The concepts that gained currency during former US president Donald Trump's term in office of "fake news" and "alternative facts" ring true while watching and thinking about A German Life, she says.
"This play is calling on us to think about reality."
Nevin was 16 when she became part of the first intake at the National Institute of Dramatic Art in Sydney in 1959.
Since graduating she has become one of the key figures in Australian show business as a multi-award-winning actor on stage and screen and a director.
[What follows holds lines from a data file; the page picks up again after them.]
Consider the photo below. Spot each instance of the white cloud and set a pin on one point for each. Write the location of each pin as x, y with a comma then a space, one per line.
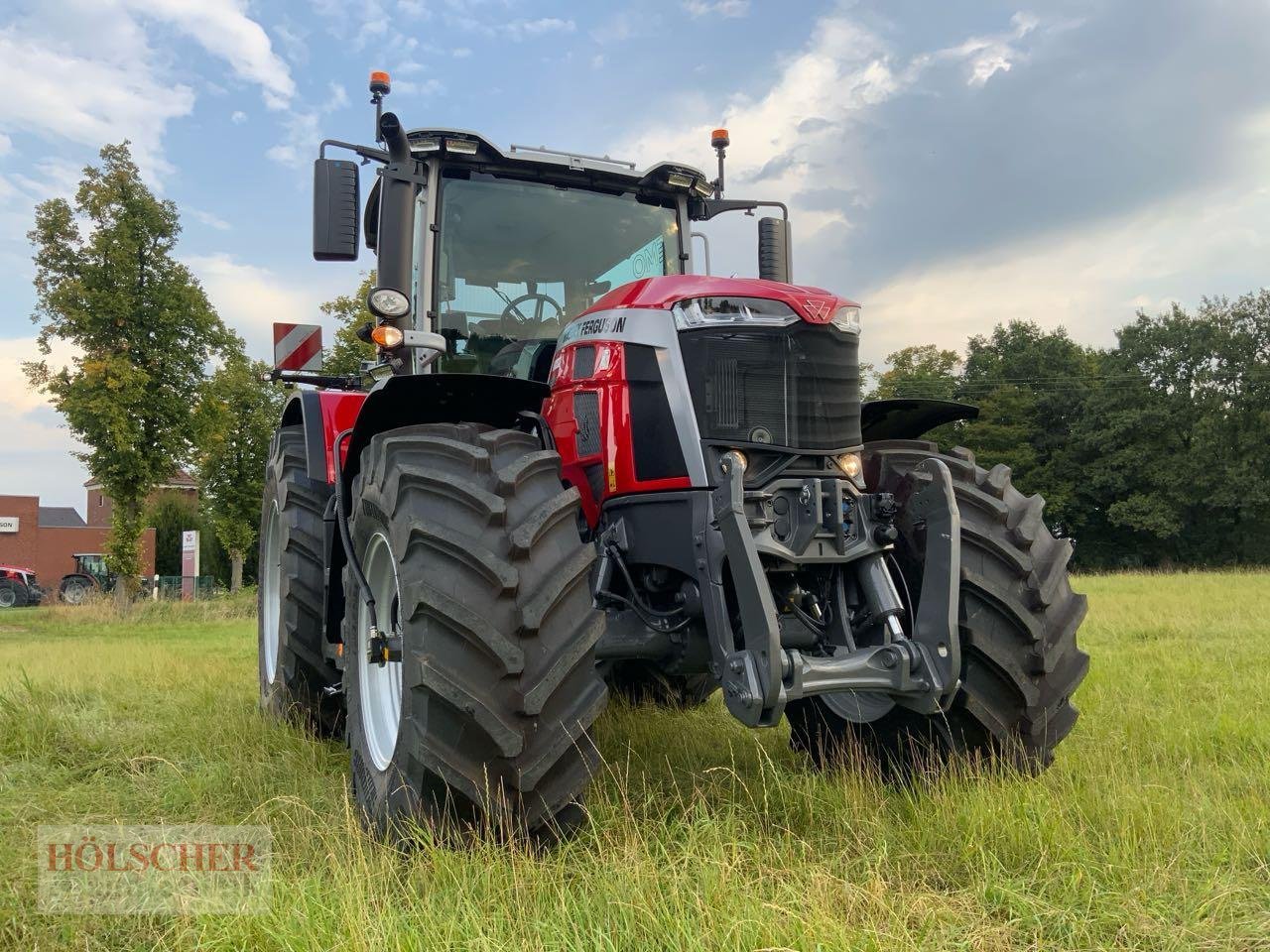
37, 460
518, 30
303, 134
429, 87
99, 100
807, 140
207, 218
988, 55
223, 30
111, 82
1089, 278
716, 8
293, 44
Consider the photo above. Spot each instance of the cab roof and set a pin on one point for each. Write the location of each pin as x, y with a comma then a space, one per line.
539, 158
813, 304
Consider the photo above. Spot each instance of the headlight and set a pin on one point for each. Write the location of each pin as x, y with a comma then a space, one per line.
388, 302
847, 317
851, 467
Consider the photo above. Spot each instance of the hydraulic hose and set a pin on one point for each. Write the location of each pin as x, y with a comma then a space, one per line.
341, 521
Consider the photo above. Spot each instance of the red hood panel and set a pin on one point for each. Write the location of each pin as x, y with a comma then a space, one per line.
813, 304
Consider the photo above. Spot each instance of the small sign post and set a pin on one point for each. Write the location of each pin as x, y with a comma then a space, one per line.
189, 563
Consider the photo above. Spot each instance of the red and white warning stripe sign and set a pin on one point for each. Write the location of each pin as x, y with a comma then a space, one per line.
298, 347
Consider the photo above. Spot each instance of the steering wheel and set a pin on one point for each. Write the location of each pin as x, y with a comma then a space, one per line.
515, 321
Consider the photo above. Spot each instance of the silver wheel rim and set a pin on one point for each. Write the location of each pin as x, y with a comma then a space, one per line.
380, 684
271, 597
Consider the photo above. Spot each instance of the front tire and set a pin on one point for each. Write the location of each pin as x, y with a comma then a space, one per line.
468, 543
296, 679
1020, 662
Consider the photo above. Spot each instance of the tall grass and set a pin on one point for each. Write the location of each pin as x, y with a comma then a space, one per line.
1152, 830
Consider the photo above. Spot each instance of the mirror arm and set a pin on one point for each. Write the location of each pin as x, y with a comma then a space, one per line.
706, 208
367, 153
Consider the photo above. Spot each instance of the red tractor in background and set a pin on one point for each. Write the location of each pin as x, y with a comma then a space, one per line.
19, 588
580, 466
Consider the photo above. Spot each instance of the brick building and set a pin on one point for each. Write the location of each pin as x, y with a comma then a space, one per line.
46, 538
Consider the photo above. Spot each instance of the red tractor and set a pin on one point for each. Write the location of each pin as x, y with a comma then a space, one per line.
19, 588
581, 466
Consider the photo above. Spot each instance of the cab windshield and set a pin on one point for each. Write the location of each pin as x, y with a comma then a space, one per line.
517, 261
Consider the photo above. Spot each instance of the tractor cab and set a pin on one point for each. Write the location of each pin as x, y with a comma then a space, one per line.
511, 245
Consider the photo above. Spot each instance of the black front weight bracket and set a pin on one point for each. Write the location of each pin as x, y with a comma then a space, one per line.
920, 671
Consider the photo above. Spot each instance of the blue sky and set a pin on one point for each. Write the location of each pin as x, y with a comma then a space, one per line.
949, 164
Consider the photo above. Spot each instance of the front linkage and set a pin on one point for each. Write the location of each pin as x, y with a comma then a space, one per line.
919, 669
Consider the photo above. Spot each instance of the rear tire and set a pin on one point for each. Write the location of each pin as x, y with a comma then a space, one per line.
76, 589
13, 594
1020, 664
497, 685
296, 679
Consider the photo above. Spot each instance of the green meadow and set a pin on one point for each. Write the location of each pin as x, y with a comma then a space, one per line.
1152, 829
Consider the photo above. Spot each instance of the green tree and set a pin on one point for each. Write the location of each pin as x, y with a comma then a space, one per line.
348, 350
232, 426
924, 371
107, 284
1173, 439
1030, 386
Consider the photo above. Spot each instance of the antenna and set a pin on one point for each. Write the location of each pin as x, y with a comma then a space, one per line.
719, 141
380, 86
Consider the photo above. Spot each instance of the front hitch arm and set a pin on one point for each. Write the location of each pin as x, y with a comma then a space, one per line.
921, 671
752, 676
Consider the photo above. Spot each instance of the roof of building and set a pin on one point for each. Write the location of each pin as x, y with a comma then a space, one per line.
60, 517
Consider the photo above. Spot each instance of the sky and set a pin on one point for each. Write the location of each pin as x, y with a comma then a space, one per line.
951, 166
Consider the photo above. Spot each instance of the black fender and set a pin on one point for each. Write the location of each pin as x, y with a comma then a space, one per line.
910, 417
400, 402
409, 400
441, 398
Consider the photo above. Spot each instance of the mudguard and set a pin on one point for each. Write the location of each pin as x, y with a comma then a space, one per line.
403, 402
910, 417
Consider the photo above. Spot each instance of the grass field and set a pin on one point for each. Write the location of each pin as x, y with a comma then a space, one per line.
1152, 830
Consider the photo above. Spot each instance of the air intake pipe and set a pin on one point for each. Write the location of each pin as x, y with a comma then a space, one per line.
397, 213
774, 250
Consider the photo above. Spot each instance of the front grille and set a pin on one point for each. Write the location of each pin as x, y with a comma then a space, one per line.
585, 412
795, 386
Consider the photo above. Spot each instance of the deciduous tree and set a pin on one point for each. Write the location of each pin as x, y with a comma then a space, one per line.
234, 422
348, 350
107, 284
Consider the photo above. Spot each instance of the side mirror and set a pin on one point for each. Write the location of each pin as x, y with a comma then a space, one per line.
335, 209
774, 249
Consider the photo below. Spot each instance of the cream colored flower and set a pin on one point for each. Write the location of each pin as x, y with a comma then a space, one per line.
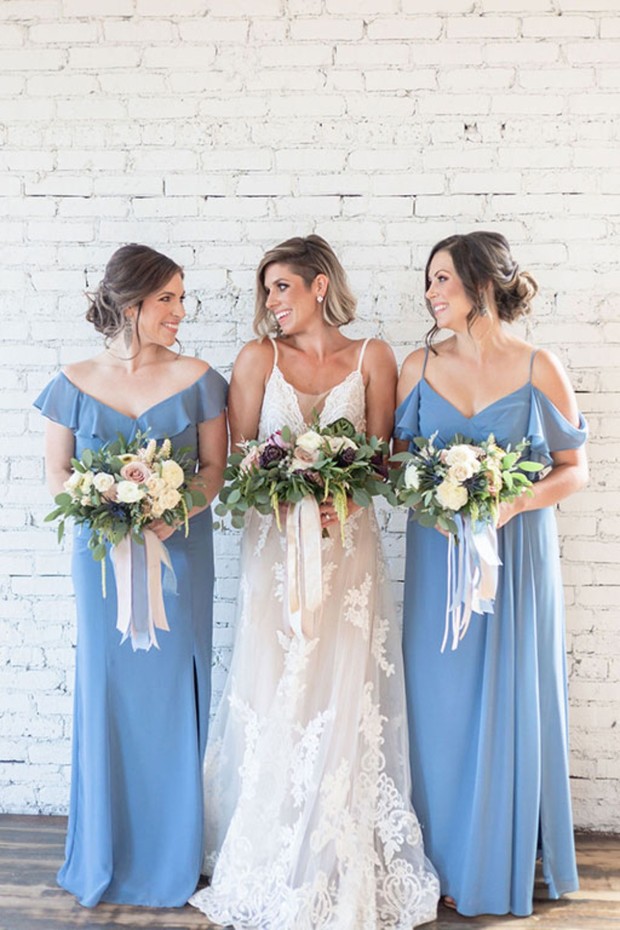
128, 492
463, 455
172, 473
310, 441
450, 495
168, 499
103, 482
412, 477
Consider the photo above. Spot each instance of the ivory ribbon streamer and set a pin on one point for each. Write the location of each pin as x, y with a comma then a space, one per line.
305, 576
139, 589
472, 576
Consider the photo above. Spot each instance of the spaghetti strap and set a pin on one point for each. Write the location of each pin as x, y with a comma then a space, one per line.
361, 358
425, 361
275, 351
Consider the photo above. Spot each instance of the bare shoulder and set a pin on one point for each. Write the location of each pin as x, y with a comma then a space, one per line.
81, 373
254, 359
193, 367
411, 372
550, 377
378, 356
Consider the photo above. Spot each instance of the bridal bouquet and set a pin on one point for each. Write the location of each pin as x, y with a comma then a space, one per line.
301, 471
330, 461
117, 491
459, 488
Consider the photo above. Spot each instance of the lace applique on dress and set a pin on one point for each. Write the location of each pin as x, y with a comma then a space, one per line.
314, 829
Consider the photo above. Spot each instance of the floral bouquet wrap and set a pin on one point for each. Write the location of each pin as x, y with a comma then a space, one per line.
117, 491
301, 471
458, 488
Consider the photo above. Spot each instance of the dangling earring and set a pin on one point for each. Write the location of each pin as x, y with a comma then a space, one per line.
128, 333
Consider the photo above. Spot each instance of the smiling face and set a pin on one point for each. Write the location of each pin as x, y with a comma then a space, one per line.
292, 302
450, 303
161, 313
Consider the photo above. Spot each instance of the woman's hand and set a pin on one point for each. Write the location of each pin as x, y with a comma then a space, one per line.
508, 510
162, 530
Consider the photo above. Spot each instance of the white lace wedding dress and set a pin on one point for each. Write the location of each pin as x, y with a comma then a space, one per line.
309, 824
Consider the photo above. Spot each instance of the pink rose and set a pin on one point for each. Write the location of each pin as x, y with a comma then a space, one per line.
138, 472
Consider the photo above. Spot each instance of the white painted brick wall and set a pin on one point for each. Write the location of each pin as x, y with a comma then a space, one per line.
214, 128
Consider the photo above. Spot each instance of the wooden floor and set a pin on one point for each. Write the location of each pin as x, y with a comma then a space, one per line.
31, 852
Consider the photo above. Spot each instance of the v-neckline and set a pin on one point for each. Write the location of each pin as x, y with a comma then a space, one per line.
127, 416
325, 395
494, 403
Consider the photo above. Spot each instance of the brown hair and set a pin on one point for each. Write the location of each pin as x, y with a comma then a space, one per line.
479, 258
307, 257
133, 272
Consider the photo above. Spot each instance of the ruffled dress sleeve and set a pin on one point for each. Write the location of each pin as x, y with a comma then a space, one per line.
60, 402
407, 416
212, 391
549, 430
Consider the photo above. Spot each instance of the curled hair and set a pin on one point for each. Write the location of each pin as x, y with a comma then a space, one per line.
481, 258
133, 272
306, 257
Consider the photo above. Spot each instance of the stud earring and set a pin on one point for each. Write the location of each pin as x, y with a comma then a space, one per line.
128, 333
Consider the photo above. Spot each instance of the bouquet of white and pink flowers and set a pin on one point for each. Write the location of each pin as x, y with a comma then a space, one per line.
323, 462
459, 487
462, 477
116, 491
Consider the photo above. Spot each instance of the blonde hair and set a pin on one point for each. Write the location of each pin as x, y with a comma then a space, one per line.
307, 257
481, 258
133, 272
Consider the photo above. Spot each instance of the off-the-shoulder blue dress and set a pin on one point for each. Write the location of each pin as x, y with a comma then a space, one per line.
140, 718
488, 722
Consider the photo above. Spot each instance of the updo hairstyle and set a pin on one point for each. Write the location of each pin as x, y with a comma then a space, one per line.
133, 272
306, 257
479, 258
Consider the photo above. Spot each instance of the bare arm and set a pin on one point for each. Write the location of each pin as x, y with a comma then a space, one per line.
247, 389
380, 364
410, 374
570, 467
212, 447
59, 450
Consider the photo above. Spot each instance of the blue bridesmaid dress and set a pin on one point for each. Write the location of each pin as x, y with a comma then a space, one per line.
488, 722
140, 718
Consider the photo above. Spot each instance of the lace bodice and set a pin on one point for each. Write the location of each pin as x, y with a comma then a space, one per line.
283, 404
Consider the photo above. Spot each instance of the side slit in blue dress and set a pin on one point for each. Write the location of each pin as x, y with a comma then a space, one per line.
488, 722
140, 718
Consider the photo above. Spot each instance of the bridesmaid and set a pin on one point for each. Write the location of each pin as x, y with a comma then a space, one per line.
140, 720
488, 722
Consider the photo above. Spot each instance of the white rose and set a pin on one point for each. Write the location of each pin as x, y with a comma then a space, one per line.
128, 492
87, 481
103, 482
155, 485
172, 473
461, 472
310, 441
463, 455
450, 495
73, 484
412, 477
168, 499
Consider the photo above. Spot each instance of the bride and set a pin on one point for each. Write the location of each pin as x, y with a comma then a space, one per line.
309, 823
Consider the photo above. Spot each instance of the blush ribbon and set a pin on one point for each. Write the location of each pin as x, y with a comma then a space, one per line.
138, 571
472, 576
304, 569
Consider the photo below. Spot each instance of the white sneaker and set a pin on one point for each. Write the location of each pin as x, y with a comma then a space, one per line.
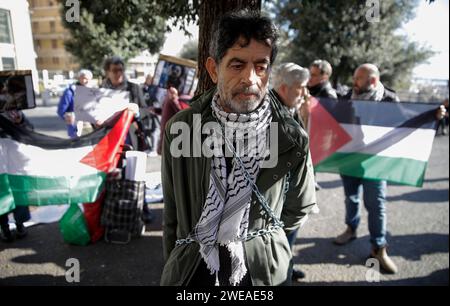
315, 209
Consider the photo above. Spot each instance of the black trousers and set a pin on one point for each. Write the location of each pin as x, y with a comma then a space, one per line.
203, 278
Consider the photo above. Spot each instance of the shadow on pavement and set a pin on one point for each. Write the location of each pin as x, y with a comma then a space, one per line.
330, 184
410, 247
437, 278
138, 263
423, 195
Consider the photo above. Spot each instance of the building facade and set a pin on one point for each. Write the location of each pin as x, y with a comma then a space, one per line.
49, 36
16, 41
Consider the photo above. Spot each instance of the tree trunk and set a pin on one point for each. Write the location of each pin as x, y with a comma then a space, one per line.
210, 11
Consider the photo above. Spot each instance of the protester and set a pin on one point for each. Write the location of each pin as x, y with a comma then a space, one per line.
319, 85
116, 79
367, 86
224, 215
289, 84
21, 213
172, 105
443, 122
66, 103
152, 122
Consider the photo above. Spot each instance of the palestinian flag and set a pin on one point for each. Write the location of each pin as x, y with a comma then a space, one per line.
374, 140
36, 169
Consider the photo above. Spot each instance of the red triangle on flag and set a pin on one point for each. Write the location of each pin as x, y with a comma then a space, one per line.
326, 135
106, 154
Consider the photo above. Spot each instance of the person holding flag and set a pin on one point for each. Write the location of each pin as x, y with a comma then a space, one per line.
367, 86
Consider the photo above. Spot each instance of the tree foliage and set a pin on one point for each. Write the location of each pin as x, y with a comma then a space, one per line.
190, 50
340, 32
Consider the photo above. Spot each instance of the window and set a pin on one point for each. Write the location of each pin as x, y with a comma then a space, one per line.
8, 63
5, 27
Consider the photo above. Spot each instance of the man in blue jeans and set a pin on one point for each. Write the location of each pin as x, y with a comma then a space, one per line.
367, 86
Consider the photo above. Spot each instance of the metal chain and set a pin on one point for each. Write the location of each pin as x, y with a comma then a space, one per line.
255, 189
278, 224
249, 236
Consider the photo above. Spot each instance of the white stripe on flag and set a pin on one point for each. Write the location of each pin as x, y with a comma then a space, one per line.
22, 159
413, 143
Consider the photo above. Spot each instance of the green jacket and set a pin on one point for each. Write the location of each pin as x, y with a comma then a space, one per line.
186, 182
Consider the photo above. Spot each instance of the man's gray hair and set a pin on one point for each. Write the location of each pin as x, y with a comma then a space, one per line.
288, 73
324, 67
85, 72
371, 69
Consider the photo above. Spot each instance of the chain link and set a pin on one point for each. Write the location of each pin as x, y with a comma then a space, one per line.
255, 189
249, 236
277, 224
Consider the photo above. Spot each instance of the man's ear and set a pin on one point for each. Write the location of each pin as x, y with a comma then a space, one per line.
211, 66
373, 81
282, 90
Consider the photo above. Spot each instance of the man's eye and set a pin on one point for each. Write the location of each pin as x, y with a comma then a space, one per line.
261, 68
237, 66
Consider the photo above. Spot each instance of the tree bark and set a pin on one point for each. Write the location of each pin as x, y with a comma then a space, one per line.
210, 11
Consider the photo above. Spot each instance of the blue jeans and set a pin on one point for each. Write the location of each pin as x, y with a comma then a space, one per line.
374, 195
21, 215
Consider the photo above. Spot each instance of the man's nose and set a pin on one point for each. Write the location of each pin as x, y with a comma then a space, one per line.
249, 76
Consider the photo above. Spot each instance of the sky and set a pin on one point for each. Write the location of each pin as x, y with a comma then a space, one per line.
430, 28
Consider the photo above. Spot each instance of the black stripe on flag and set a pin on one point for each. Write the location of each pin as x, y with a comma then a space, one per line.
387, 114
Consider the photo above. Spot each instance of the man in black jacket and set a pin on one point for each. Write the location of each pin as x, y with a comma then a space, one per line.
367, 86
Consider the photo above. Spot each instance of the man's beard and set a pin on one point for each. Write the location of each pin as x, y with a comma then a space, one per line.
244, 106
362, 90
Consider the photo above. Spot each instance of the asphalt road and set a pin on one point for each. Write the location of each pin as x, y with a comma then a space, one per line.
418, 235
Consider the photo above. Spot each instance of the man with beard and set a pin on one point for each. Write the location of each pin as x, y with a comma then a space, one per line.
367, 86
289, 85
226, 215
319, 85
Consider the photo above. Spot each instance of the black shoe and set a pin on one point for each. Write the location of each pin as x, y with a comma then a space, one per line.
6, 235
147, 216
21, 231
297, 274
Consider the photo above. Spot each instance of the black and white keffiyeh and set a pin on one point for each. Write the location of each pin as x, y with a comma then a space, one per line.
224, 219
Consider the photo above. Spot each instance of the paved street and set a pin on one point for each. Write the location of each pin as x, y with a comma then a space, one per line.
418, 227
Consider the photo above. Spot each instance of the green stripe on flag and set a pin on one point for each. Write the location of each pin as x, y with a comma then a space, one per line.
398, 170
38, 190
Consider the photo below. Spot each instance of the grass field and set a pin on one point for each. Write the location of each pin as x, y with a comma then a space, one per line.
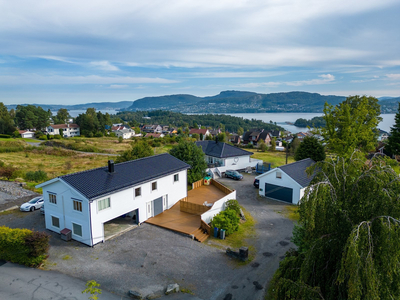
276, 159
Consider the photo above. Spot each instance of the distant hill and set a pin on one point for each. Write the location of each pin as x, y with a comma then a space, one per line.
238, 102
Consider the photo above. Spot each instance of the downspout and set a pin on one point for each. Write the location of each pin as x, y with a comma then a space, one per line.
90, 221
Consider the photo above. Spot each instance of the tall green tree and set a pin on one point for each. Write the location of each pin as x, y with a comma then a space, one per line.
310, 147
140, 149
352, 125
393, 145
6, 121
349, 234
191, 154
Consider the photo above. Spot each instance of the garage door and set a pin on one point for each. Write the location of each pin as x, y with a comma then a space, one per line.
158, 206
278, 192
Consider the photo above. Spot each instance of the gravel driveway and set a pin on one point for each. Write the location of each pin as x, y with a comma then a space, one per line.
148, 258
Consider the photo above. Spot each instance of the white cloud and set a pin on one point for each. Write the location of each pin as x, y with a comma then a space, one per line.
104, 65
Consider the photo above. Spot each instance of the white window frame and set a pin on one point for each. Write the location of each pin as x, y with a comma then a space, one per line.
52, 221
76, 205
54, 201
100, 208
73, 229
140, 191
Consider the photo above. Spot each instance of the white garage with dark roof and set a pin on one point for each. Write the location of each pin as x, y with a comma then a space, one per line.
286, 183
82, 202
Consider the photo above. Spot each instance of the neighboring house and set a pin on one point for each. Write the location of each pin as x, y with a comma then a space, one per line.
204, 132
68, 130
82, 202
254, 136
152, 128
286, 183
221, 157
234, 139
125, 133
26, 134
154, 135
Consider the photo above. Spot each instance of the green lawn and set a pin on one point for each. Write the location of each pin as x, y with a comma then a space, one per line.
275, 158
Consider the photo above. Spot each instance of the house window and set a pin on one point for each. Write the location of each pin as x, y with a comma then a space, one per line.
77, 205
76, 229
138, 192
103, 204
53, 198
55, 222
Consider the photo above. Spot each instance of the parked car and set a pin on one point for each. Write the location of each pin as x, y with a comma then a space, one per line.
233, 174
256, 183
32, 204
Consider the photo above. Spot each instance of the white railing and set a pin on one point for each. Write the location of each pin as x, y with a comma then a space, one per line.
217, 207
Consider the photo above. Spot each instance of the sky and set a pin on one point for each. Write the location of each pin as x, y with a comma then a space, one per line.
71, 52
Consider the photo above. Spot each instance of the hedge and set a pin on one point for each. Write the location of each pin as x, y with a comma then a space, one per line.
23, 246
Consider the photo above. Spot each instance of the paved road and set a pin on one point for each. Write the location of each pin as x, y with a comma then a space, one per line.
19, 282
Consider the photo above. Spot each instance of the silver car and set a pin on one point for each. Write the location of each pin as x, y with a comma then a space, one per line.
32, 204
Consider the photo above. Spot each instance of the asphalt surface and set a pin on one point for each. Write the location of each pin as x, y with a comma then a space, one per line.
149, 258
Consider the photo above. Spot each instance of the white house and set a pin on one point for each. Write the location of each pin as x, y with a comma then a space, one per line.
126, 133
221, 157
68, 130
286, 183
84, 201
26, 134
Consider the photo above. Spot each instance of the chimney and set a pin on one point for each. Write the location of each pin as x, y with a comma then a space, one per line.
110, 166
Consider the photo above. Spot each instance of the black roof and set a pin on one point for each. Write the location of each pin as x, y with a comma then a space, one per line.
98, 182
221, 150
297, 171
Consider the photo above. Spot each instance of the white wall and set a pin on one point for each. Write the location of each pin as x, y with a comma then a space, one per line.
217, 207
285, 181
124, 201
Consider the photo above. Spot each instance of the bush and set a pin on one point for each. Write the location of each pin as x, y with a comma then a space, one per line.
228, 220
37, 176
23, 246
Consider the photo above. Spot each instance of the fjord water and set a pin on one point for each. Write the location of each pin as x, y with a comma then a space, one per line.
281, 119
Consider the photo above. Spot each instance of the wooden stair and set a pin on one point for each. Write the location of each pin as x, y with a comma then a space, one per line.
199, 235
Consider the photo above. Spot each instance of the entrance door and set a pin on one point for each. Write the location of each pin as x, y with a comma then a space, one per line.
158, 206
149, 209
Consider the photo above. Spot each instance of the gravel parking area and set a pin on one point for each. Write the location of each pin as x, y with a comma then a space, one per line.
148, 258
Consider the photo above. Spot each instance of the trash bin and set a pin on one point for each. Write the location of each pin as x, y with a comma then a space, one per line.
215, 232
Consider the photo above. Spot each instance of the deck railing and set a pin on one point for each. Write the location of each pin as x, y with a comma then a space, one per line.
193, 208
197, 184
205, 227
221, 187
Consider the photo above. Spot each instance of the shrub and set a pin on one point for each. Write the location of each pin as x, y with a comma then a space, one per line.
23, 246
37, 176
228, 220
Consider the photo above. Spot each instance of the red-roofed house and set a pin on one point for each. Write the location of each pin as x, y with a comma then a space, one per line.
68, 130
204, 132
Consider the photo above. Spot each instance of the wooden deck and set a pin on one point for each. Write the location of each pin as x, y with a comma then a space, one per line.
177, 220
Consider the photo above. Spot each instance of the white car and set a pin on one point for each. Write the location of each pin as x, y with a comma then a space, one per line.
32, 204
She has been artistic director of the Queensland Theatre Company and the Sydney Theatre Company, establishing The STC Actors Company at the latter.
Last year, in addition to learning A German Life, Nevin did some screen work, including the horror movie Relic with Emily Mortimer (Shutter Island, Mary Poppins Returns).
She's also been filming an American TV comedy, "but I'm not allowed to talk about it".
A German Life will be performed in Canberra, Sydney, Melbourne and Brisbane. And what's next for Nevin?
"Give me a break!" she says.
A German Life is on at the Playhouse, Canberra Theatre Centre, from May 11-15 at 7.30pm and on May 15 at 2pm and May 16 at 1pm and 6pm. canberratheatrecentre.com.au or 6275 2000.